Strange masks from Basque country

Q: Hi, I am Basque from the Spanish Basque Country, do you know anything about Basque masks? We have some in our traditions. Fernando, 1563

A: I know nothing about Basque masks. So I looked around the internet and found these four crazy masks from the the appropriate region of Northern Spain. All four seem to be photographed at local carnivals. Perhaps you could do some research, and maybe one of our viewers will have something to contribute as well.


  • Aaron Fellmeth

    There are some great masquerades in Basque country. As in many countries, masks in Spain vary from town to town, with each town having its own archetypes. The best survey of Spanish (and Portuguese) masquerade is unfortunately only available in Spanish:

    Oscar J. González, Mascaradas de la peninsula ibérica (2014)
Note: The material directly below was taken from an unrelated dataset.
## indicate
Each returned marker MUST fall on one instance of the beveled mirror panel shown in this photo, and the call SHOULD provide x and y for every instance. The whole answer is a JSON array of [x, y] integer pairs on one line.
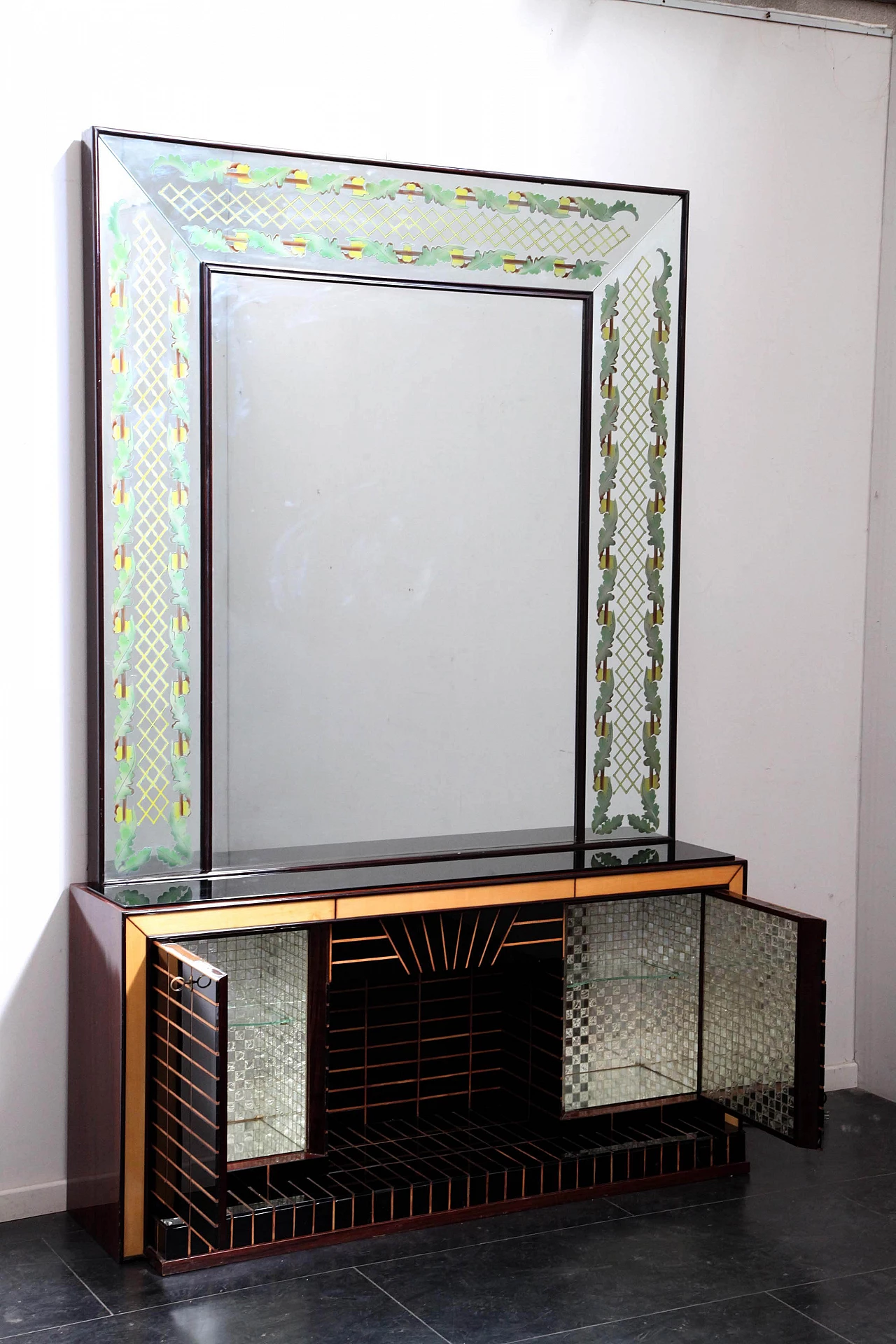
[[396, 472]]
    It describes and depicts many if not all of the masquerading traditions of Basque country, as well as everywhere else in the Iberian peninsula. If you read Spanish, the book is a treasure trove of culture.

  • Bob Ibold

    Thanks for the helpful comment. I went to 2nd Face but couldn’t find any Basque masks. If you have one would you send a scan with comments and I’ll post it.

    • Aaron Fellmeth

      Hi, Bob,

      Masks like those don’t circulate on any market anywhere in the world. I’ve never been to Euskadi, so the Museum’s collection does not yet include any. We are planning an expedition to the French Basque country, probably in 2021, to film a Basque masquerade and possibly acquire one for the collection. The problem is that frequently there is only a single masked character in Basque masquerades (Basquerades?), and that mask and costume belong to the village rather than any one person. For reasons you can well imagine, they would not part with it under any circumstances.

  • Fernando

    Hi both, it’s me again. I’ve been a member of a traditional group of Basque dances for 25 years, that is why I know the Basque culture quite well. There are some different masks in different villages and provinces in both parts of the Basque Country (in the French part and in the Spanish part). You can see them in internet writing this village names: Unanue (Navarre, name of the mas-men is Mamuxarroak), Otsagabia or Ochagavia (Navarre, the name of the mask is Bobo), Uztaritze (in Lapurdi, province of French Basque Country, the name of the mask-men are Kotilun Gorriak and Ponpierak)…. they are the most famous Basque masks, but there are more. Faithfully, Fernando.

  • Fernando

    The Basque mask named Bobo (From Otsagabia, Navarre) is a character who dances on 8th of September every year in that village. It is a ritual dance, previously pagan, nowadays christian, in honour of the virgin of Muskda (a small church in the Basque Pyrenees). There is just one person dancing with that mask being the rest of dancers non-mask characters. It is a curious mask because it has two faces like the Roman god Jano.
    The mask of Unanua (also in Navarre province), is called mamuxarro and is weared by young males of that village in carnivals (in Basque yotiak or Inauteriak)
    The Basque mask called Kotilungorri belong to some characters of the Basque Carnivals of Lapurdi (Labourd) in the North part of the Basque Country, currently belonging to the French state.